ABONO: NEM CONTRA NEM A FAVOR

A equipe econômica chegou a propor ao Palácio do Planalto que a proposta de emenda constitucional (PEC) do teto já trouxesse o fim do abono salarial — benefício pago a trabalhadores que atuam com carteira assinada e ganham até dois salários mínimos. No entanto, a área política do governo argumentou que isso poderia dificultar a aprovação da PEC no Congresso.

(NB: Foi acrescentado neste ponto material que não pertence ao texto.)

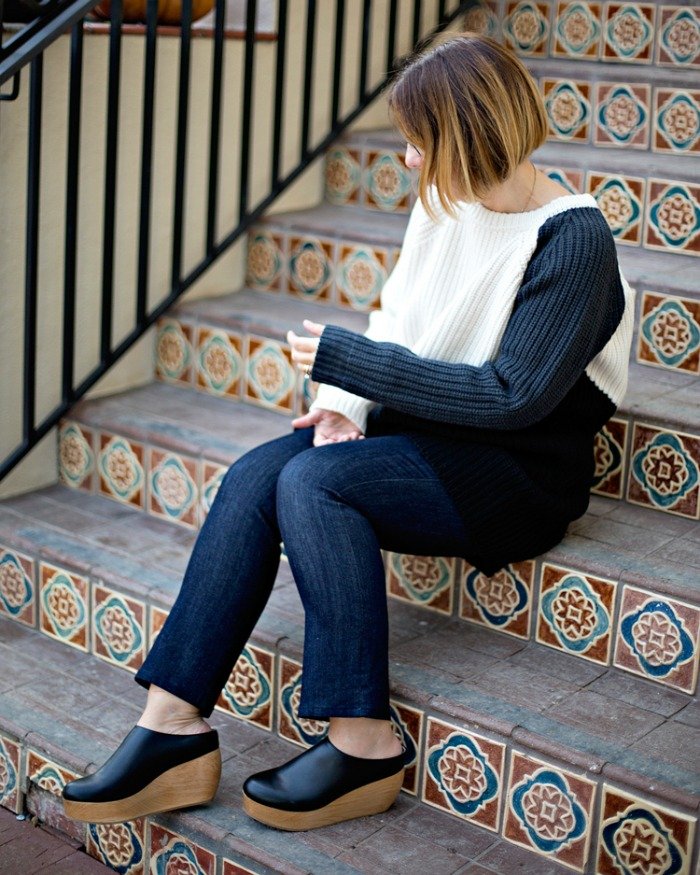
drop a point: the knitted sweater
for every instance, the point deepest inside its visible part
(501, 349)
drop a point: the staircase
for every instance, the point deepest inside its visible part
(548, 710)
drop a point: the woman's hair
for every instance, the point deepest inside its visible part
(473, 110)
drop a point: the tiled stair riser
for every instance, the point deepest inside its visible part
(494, 782)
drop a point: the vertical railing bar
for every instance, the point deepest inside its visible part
(364, 54)
(308, 76)
(279, 90)
(391, 37)
(147, 121)
(181, 148)
(217, 68)
(417, 5)
(110, 195)
(31, 257)
(248, 67)
(71, 233)
(338, 60)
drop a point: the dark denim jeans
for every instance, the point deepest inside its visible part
(335, 507)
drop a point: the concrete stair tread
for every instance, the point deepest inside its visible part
(537, 696)
(91, 707)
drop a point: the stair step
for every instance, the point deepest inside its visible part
(600, 729)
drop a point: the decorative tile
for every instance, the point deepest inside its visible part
(407, 724)
(219, 362)
(265, 265)
(501, 602)
(172, 493)
(311, 263)
(526, 27)
(575, 613)
(300, 730)
(76, 456)
(248, 691)
(622, 115)
(361, 273)
(63, 611)
(577, 30)
(172, 853)
(17, 591)
(343, 175)
(658, 639)
(673, 217)
(621, 200)
(120, 467)
(120, 846)
(47, 774)
(270, 375)
(483, 18)
(609, 455)
(174, 351)
(424, 580)
(637, 835)
(568, 108)
(212, 475)
(664, 470)
(628, 32)
(387, 182)
(676, 121)
(678, 39)
(549, 811)
(669, 332)
(10, 796)
(118, 628)
(570, 178)
(156, 620)
(463, 773)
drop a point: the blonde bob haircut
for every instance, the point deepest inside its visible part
(473, 111)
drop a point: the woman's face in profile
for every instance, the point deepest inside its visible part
(413, 158)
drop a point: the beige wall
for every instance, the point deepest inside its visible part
(227, 274)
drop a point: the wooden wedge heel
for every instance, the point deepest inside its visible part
(149, 772)
(322, 786)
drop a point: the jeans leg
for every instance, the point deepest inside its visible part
(228, 579)
(337, 507)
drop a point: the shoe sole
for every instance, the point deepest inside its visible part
(371, 799)
(192, 783)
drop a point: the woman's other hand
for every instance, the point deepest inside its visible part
(330, 427)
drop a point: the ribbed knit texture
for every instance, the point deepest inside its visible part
(501, 348)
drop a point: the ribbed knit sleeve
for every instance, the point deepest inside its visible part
(567, 308)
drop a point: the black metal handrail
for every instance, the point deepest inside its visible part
(73, 17)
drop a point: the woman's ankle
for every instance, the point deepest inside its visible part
(165, 712)
(364, 737)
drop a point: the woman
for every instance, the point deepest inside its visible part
(500, 350)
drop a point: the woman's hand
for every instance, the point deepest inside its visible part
(330, 427)
(304, 348)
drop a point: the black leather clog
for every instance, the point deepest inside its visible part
(149, 772)
(321, 786)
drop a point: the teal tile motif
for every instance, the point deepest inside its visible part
(548, 811)
(622, 115)
(575, 614)
(463, 774)
(247, 691)
(76, 458)
(671, 332)
(679, 38)
(117, 845)
(16, 586)
(657, 638)
(638, 835)
(677, 121)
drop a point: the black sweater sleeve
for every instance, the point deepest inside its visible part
(567, 308)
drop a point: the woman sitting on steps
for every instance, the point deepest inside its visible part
(460, 424)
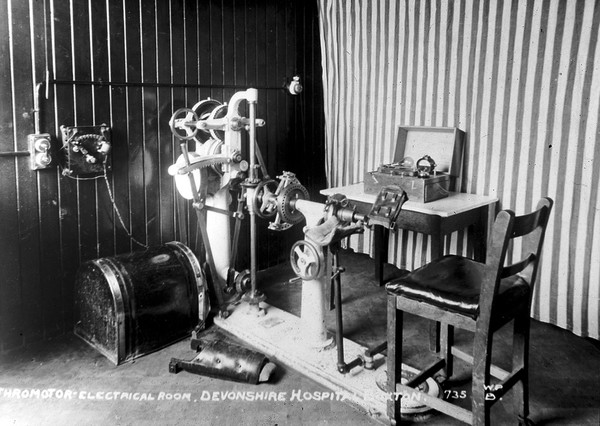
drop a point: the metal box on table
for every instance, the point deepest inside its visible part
(443, 144)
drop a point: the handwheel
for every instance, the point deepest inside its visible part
(203, 109)
(264, 201)
(285, 199)
(184, 119)
(307, 260)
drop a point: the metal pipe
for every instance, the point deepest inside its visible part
(339, 332)
(252, 179)
(36, 107)
(167, 85)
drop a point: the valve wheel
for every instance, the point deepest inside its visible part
(203, 109)
(219, 112)
(307, 260)
(181, 124)
(264, 201)
(288, 194)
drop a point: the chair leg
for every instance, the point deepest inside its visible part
(482, 350)
(394, 358)
(520, 360)
(447, 341)
(434, 336)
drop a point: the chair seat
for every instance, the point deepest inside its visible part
(453, 283)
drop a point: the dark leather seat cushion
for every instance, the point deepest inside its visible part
(453, 283)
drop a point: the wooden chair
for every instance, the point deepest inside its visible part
(479, 297)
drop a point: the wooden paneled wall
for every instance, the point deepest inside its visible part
(521, 78)
(51, 223)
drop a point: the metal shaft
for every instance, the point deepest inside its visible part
(339, 332)
(252, 178)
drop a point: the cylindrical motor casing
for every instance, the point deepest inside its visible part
(130, 305)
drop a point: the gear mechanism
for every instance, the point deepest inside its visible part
(307, 260)
(286, 202)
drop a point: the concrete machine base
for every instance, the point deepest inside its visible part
(279, 334)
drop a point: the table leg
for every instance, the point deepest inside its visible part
(437, 250)
(380, 240)
(479, 233)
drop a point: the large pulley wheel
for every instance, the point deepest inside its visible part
(203, 109)
(286, 203)
(264, 200)
(183, 124)
(307, 260)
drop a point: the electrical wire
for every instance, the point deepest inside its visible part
(116, 209)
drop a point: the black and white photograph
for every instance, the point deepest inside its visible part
(299, 212)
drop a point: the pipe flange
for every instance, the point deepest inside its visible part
(264, 200)
(285, 202)
(307, 260)
(183, 124)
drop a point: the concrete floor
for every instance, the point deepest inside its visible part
(565, 374)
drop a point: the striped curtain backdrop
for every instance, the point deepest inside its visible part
(521, 78)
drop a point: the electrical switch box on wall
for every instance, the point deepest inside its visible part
(40, 151)
(86, 150)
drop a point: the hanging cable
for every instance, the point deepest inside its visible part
(116, 209)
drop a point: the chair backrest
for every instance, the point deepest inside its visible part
(531, 228)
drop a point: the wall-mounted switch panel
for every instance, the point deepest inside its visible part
(40, 150)
(86, 149)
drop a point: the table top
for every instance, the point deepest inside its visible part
(455, 203)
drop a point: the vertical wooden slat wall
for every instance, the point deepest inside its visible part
(51, 223)
(522, 78)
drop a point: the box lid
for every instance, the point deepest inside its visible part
(443, 144)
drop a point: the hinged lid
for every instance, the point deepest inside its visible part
(443, 144)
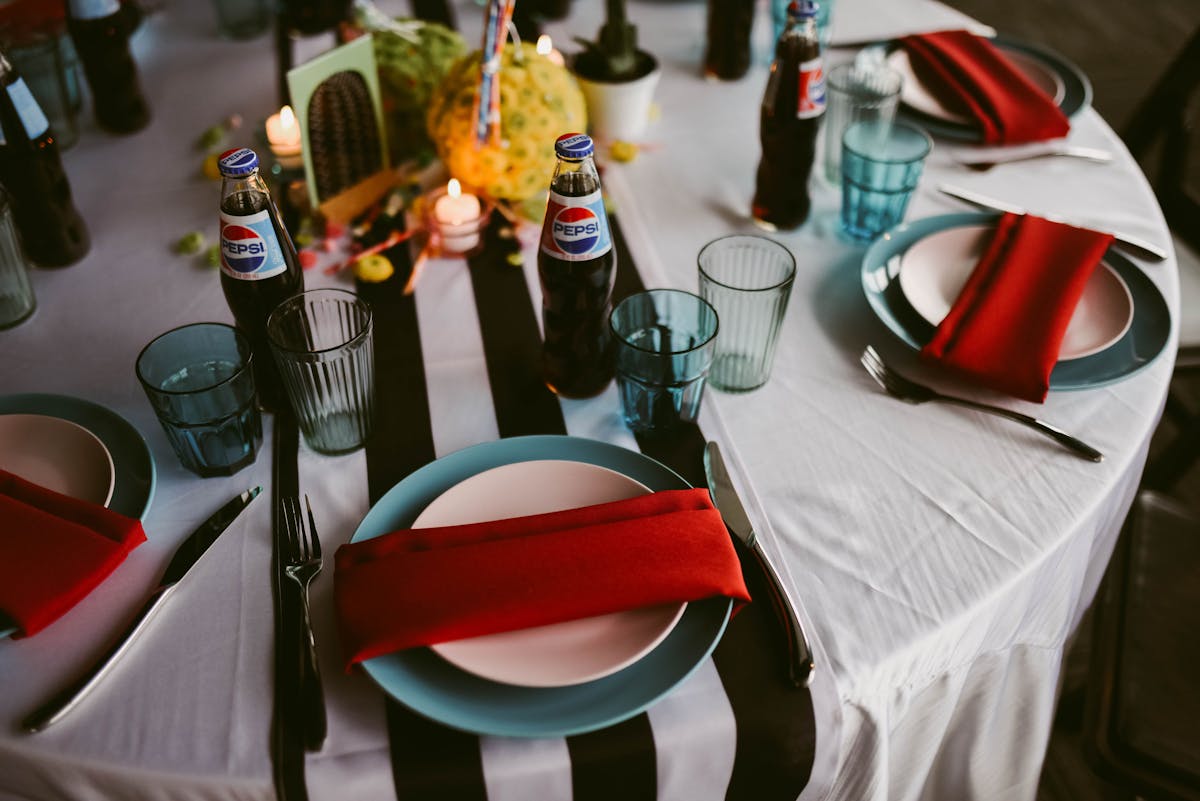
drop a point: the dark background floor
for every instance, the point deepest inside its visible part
(1123, 47)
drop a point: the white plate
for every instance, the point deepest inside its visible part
(935, 269)
(562, 654)
(916, 96)
(58, 455)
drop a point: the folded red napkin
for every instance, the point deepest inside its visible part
(54, 550)
(971, 76)
(1006, 326)
(421, 586)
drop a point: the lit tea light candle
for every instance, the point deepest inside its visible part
(456, 206)
(283, 133)
(457, 216)
(546, 48)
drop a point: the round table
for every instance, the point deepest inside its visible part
(940, 558)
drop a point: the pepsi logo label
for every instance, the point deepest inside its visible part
(249, 247)
(576, 228)
(811, 100)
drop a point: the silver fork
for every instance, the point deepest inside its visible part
(1090, 154)
(303, 565)
(899, 386)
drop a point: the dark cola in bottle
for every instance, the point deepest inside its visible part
(259, 267)
(790, 116)
(51, 228)
(576, 265)
(101, 30)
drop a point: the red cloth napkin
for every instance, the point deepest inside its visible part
(971, 76)
(54, 550)
(1006, 326)
(421, 586)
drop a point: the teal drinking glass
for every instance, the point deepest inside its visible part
(881, 167)
(199, 381)
(664, 345)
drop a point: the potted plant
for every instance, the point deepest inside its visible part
(617, 78)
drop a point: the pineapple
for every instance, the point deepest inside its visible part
(539, 101)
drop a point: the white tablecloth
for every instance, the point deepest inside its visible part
(941, 558)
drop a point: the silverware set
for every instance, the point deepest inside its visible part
(725, 498)
(1057, 151)
(301, 564)
(185, 555)
(910, 391)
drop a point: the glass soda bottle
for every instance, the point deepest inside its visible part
(576, 265)
(259, 267)
(790, 116)
(51, 228)
(100, 30)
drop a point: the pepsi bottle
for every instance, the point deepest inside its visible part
(787, 125)
(51, 228)
(100, 30)
(259, 267)
(576, 265)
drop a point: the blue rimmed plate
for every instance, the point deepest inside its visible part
(1144, 341)
(132, 464)
(431, 686)
(1059, 77)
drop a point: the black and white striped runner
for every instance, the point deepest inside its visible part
(771, 748)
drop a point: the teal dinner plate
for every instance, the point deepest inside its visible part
(431, 686)
(1139, 347)
(1077, 91)
(132, 464)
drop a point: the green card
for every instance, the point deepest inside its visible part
(340, 109)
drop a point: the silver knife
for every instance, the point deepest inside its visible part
(1133, 242)
(727, 503)
(184, 558)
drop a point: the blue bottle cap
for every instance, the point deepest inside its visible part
(238, 162)
(803, 8)
(574, 146)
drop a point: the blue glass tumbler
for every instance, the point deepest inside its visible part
(881, 167)
(199, 381)
(664, 344)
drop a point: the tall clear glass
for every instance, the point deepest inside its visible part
(857, 94)
(748, 279)
(17, 300)
(322, 341)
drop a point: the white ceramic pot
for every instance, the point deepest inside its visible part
(619, 110)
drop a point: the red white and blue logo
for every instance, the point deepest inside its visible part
(576, 228)
(241, 248)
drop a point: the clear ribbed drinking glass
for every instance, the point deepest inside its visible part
(748, 279)
(322, 341)
(857, 92)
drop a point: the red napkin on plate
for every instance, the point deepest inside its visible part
(421, 586)
(1006, 326)
(970, 74)
(54, 550)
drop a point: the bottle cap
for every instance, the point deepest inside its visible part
(804, 8)
(238, 162)
(574, 146)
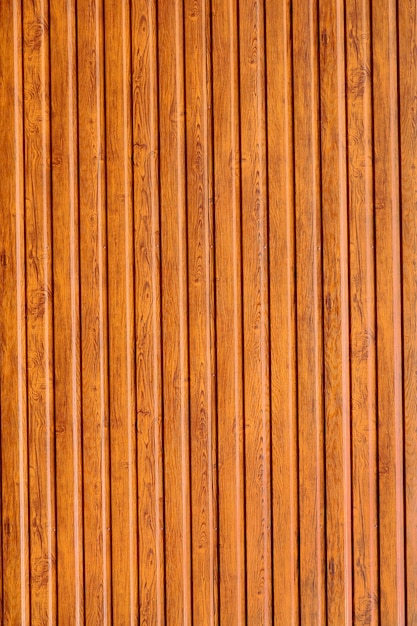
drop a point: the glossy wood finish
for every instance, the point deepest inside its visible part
(208, 322)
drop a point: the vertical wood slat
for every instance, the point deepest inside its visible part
(39, 311)
(309, 314)
(280, 144)
(407, 42)
(15, 600)
(207, 330)
(120, 279)
(66, 328)
(362, 312)
(94, 322)
(229, 321)
(388, 314)
(201, 310)
(255, 312)
(175, 340)
(148, 308)
(336, 313)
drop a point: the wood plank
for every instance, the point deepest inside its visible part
(362, 313)
(388, 313)
(255, 312)
(123, 480)
(309, 314)
(229, 322)
(15, 601)
(201, 310)
(66, 314)
(175, 344)
(280, 144)
(94, 322)
(42, 510)
(336, 313)
(148, 312)
(407, 43)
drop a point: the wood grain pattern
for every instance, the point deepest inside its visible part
(208, 329)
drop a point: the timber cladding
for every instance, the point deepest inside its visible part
(208, 323)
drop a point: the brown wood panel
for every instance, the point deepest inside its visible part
(208, 321)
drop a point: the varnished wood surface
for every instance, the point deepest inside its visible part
(208, 321)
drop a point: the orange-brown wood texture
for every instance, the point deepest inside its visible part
(208, 312)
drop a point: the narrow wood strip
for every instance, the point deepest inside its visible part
(282, 313)
(229, 348)
(174, 312)
(336, 313)
(148, 312)
(407, 44)
(66, 314)
(362, 312)
(255, 307)
(201, 310)
(309, 315)
(39, 312)
(15, 607)
(93, 274)
(389, 333)
(121, 313)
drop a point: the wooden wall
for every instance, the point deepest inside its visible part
(208, 322)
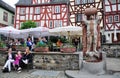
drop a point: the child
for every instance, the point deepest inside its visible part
(17, 59)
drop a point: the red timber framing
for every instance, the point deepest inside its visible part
(77, 8)
(47, 15)
(112, 19)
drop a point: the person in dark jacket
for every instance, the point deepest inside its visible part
(29, 43)
(26, 58)
(9, 59)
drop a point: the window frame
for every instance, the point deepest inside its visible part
(37, 10)
(79, 17)
(57, 9)
(115, 18)
(22, 11)
(5, 16)
(51, 24)
(110, 19)
(12, 21)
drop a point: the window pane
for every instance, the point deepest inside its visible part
(113, 1)
(51, 24)
(116, 18)
(22, 10)
(79, 17)
(57, 9)
(5, 16)
(37, 10)
(110, 19)
(77, 1)
(118, 1)
(12, 21)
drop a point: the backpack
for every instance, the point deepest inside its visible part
(5, 70)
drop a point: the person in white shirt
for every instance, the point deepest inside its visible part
(9, 60)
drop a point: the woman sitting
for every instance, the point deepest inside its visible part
(9, 60)
(59, 43)
(17, 59)
(26, 58)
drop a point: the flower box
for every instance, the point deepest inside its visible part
(20, 48)
(41, 49)
(3, 49)
(68, 49)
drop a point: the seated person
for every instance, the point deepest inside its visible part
(17, 59)
(9, 59)
(25, 59)
(41, 41)
(59, 43)
(44, 40)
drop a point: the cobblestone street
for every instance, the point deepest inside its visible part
(113, 71)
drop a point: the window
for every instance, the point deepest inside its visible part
(113, 1)
(51, 24)
(118, 1)
(116, 18)
(5, 16)
(77, 1)
(37, 10)
(22, 10)
(37, 23)
(56, 23)
(60, 23)
(87, 1)
(21, 24)
(12, 21)
(110, 19)
(84, 1)
(57, 9)
(90, 1)
(79, 17)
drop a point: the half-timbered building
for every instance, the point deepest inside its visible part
(77, 8)
(47, 13)
(112, 21)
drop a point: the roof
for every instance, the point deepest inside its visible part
(7, 7)
(29, 2)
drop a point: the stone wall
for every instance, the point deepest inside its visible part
(51, 61)
(111, 50)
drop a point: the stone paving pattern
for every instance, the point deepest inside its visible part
(113, 67)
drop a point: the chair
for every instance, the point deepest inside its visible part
(55, 47)
(30, 64)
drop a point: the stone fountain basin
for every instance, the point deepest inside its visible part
(94, 67)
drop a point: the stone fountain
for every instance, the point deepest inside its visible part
(92, 60)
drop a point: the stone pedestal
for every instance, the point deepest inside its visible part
(95, 67)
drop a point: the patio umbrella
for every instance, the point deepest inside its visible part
(67, 31)
(10, 31)
(37, 32)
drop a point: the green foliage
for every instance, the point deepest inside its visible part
(28, 24)
(41, 45)
(2, 44)
(68, 46)
(55, 39)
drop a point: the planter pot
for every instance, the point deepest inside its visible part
(3, 49)
(68, 50)
(20, 49)
(94, 67)
(41, 49)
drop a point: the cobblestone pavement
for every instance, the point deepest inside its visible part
(25, 74)
(113, 67)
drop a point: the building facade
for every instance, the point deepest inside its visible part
(6, 14)
(112, 21)
(47, 13)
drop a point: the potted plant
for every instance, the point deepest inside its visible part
(68, 48)
(2, 46)
(41, 48)
(21, 47)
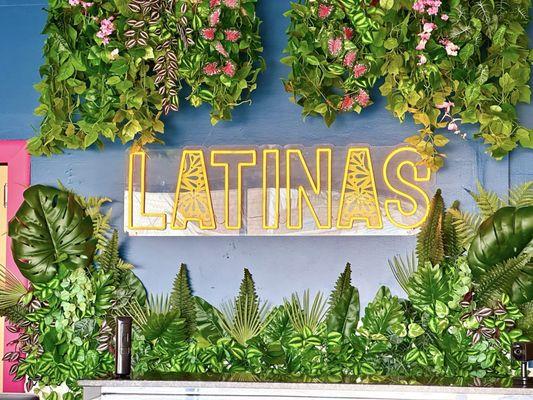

Mesmo assim, a equipe econômica ainda não desistiu da medida. Tanto que também está em estudo uma mudança no Fundo de Amparo ao Trabalhador (FAT), que deixaria de aportar no BNDES 40% de suas receitas arrecadadas com PIS/Pasep e assumiria as despesas com benefícios sociais, como a Loas. O FAT continuaria pagando também o seguro-desemprego, o que deixaria pouco espaço para manter o abono, cuja tendência seria acabar. Com mais gastos sociais, o Fundo teria de começar a receber dos bancos, especialmente o BNDES, os recursos que estão emprestados.

Durante entrevista coletiva à imprensa para explicar a proposta que fixa um teto para os gastos públicos, Meirelles foi perguntado sobre a extinção do abono salarial, que chegou a ser incluída em um texto preliminar da PEC, sendo depois retirada. O ministro afirmou não ser nem contra nem a favor do abono:

— A princípio, eu não sou contra ou a favor de nenhum benefício à população. Mas temos que discutir quem paga e como paga. Sou altamente favorável a um Estado equilibrado e um a país que tem um Orçamento equilibrado e volte a gerar emprego e renda.

Meirelles afirmou que está “bastante confiante” na aprovação da PEC no Congresso e ressaltou que o presidente interino, Michel Temer, foi o “grande patrocinador” da proposta. Apesar de mostrar confiança, o ministro também pediu pressa para votar a PEC.

— Quanto mais cedo for votada, melhor. A urgência não é nossa, é da sociedade brasileira. Quando mais rápido for votada, mais rápido teremos uma recuperação da economia brasileira — afirmou Meirelles.